Public Budgets: Persistent Deficits and Powerful Poverty Trap
|Author(s):|| doc. Ing. Ondřej Schneider MPhil., Ph.D., Tomáš Jelínek, Gabriela Hrubá|
|Type:||Chapter in book|
|ISSN / ISBN:|
|Published in:||Institute for Social and Economic Analyses|
|Grants:||402/03/0107 (2002-2004) Czech Tax system and its distribution effects - an empirical analysis|
|Abstract:||The Czech Republic offers the case of a relatively successful transition economy. It became a member of the European Union in 2004 and is growing robustly again after a lackluster economic performance in the mid-1990s. The country has healthy foreign reserves and its current account is stabilizing, albeit at a high deficit. Inflation is low and the Czech currency strong. The country remains plagued, though, by two resilient structural flaws: high unemployment and high budget deficits.

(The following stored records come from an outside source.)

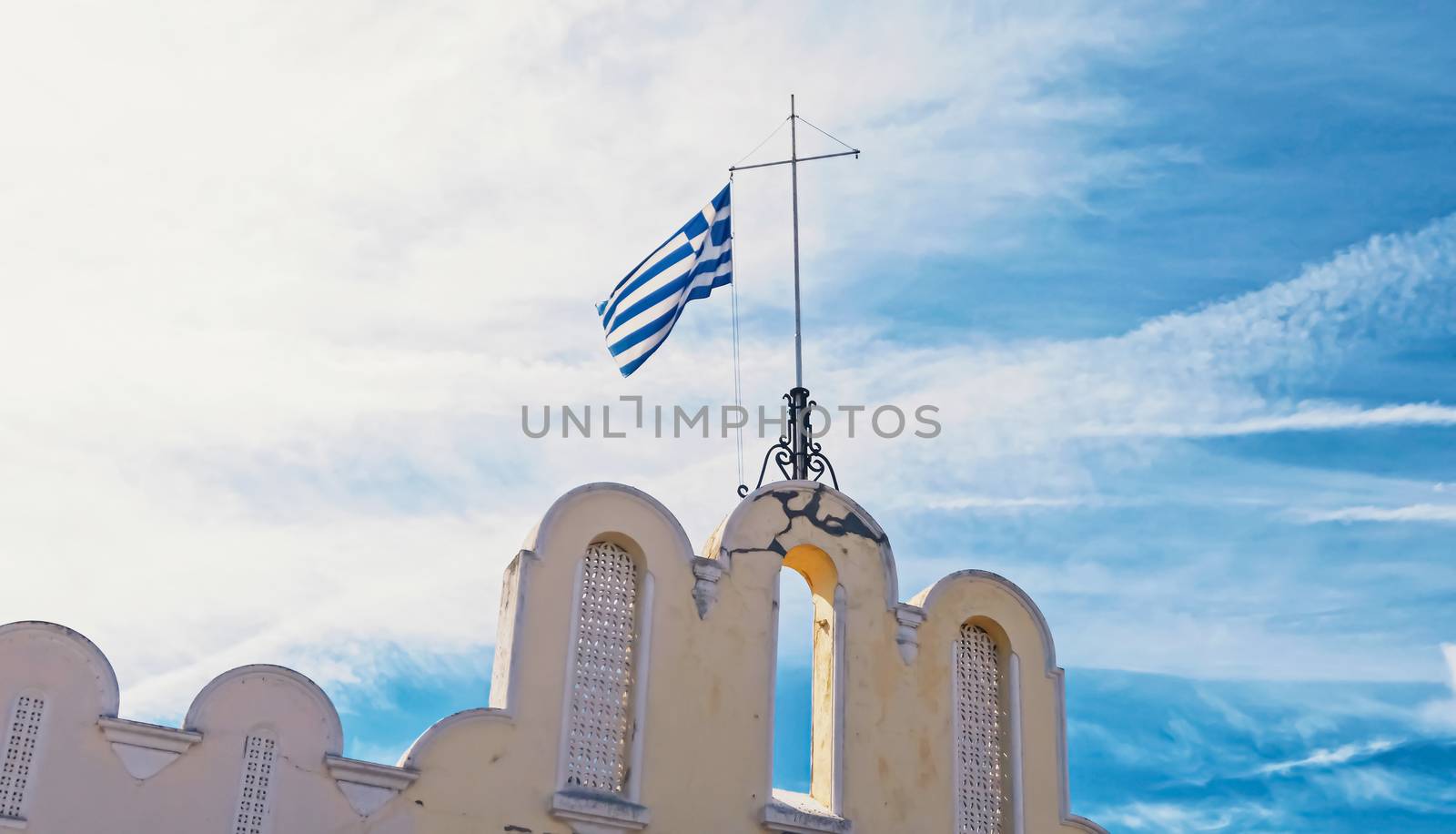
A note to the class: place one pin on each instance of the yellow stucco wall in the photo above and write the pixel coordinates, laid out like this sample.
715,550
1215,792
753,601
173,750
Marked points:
883,739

Our project is aimed at showing that these two flaws are interconnected and cannot be solved independently. Unemployment is high, despite robust economic growth, because the Czech social system makes it rational for a considerable portion of the labor force to be unemployed. Deficits are escalating because the social system draws ever more resources and undermines public revenues.
In this paper, we build upon our previous research into the Czech social and tax systems and their impact on income redistribution. As we are interested in capturing the total, society-wide effects of the two systems, we use a broader dataset, containing pensioner-headed households as well. The inclusion of these households makes our analysis more comprehensive, but as we did not want old-age pensions to dominate our analysis, we treat old-age pensions as market-generated income, not as a social transfer.